The move, like other Chinese investments in tech and those that deal with personal information, is increasingly drawing the attention of politicians, the U.S. government and national security experts – especially as tensions rise between the U.S. and China.
What remains unclear, however, is if this seemingly routine business acquisition was reviewed by the Committee on Foreign Investment in the U.S., which has authority to examine transactions involving foreign investment. The committee is largely prohibited from publicly disclosing any information filed with it, including if it is reviewing a transaction or if one was referred for review.
While the committee is hardly a household name, its mission and expanding oversight have important implications for the U.S. economy and national security.
The Committee on Foreign Investment, a U.S. government interagency committee established in 1975 by President Gerald Ford, is tasked with studying and coordinating the implementation of policy on foreign investment in America.
Investment by foreign countries greatly benefits the U.S., supporting 10.1% of the total labor force in 2019. Yet beginning in the 1980s, the federal government grew increasingly concerned about potentially harmful effects of foreign investment in the U.S. For example, if a foreign firm gets control of sensitive technologies, it could hurt national competitive advantages or even threaten national security.
The primary objective of the committee is to review selected foreign investments and some real estate transactions by foreigners in the U.S. for their national security implications. Real estate transactions are generally scrutinized only when a transaction involves land that is either close to a military base or near an airport or seaport.
Vetting foreign investments
In the 1980s, political concern grew about Japanese investment and, specifically, the proposed purchase by Japanese computer giant Fujitsu of chipmaker Fairchild Semiconductor. The purchase of Fairfield Semiconductor was considered a sensitive industry, with potential defense applications, and prompted Congress in 1988 to pass the Exon-Florio amendment to the Defense Production Act of 1950.
This amendment empowered the committee to not just review foreign investment deals but also to recommend rejecting them. Acting on its recommendation, a U.S. president could block a foreign transaction on “national security” grounds. For instance, in 1990, President George H. W. Bush voided the sale of MAMCO Manufacturing, which made metal parts for airplanes, to a Chinese agency, ordering the China National Aero-Technology Import & Export Corporation to divest itself of the Seattle-based company.
In the context of a committee review, the term national security typically refers to foreign transactions that could cause significant outsourcing of jobs, a loss of control over agricultural supply chains, the sharing of sensitive technologies, control of a firm that satisfies defense needs, or the impairment of critical infrastructure.
Strengthening the committee
In 2006, Dubai Ports World, owned by the United Arab Emirates government, was about to gain managerial control of six U.S. ports in a major deal. Because of terrorism-related concerns, Sen. Chuck Schumer led a campaign against this proposal and the transaction was eventually called off, even though it had initially been approved by both the committee and President George W. Bush.

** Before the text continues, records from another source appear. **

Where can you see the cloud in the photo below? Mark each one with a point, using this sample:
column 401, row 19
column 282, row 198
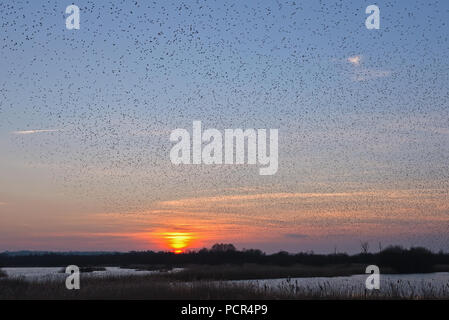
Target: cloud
column 35, row 131
column 231, row 199
column 355, row 60
column 296, row 235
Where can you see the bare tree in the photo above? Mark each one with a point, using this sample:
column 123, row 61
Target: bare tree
column 365, row 246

In the aftermath of this controversy, lawmakers passed the Foreign Investment and National Security Act in 2007, giving Congress greater oversight of the committee to ensure that potential acquisitions were adequately reviewed. In addition, it required the committee to scrutinize all foreign investment deals in which the pertinent overseas entity is either owned or controlled by a foreign power.
National security concerns
Over time, the Committee on Foreign Investment has been given more power to reflect and act on the political and economic concerns of the U.S.

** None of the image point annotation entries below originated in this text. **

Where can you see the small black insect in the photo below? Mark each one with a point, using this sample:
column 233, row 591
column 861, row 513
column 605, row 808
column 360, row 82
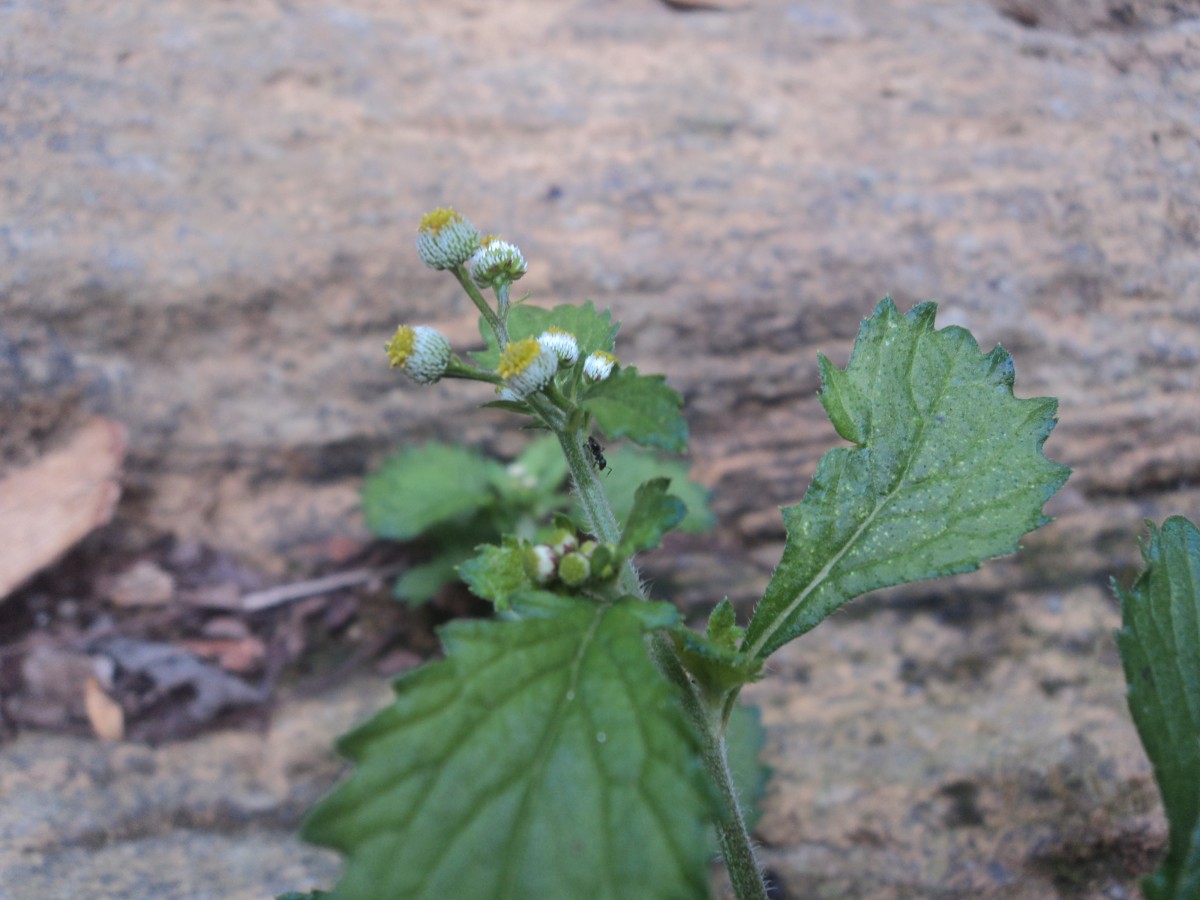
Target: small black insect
column 598, row 455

China, for example, appears to have global ambitions to replace the U.S.-led world order. As it gains geopolitical power, China has come under increased scrutiny by the U.S., with public support to get tough with China on economic issues. In response to these concerns, concrete steps have been taken by U.S. lawmakers to increase the scope of what the committee is able to do.
In 2018, President Donald Trump signed the Foreign Investment Risk Review Modernization Act, giving the committee new powers over certain types of foreign investment that affect many Chinese investors. In the two-year period after the passage of the act, transaction registrations from Chinese investors fell by 43%.
In 2022, President Joe Biden signed an executive order directing the committee to sharpen its investigation of foreign investment deals that could negatively affect cybersecurity, quantum computing, biotechnology and sensitive data. The Committee on Foreign Investment is now more powerful than it has ever been, and it is a gatekeeper on major foreign investment deals.
The U.S. is not alone in examining foreign investment deals for national security implications. In recent times, the United Kingdom, the European Union and Australia have either created or strengthened existing regulations to more carefully police foreign investment deals, particularly those originating in China.
It remains to be seen what the long-term implications of these expanding powers of the Committee on Foreign Investments in the U.S. will be.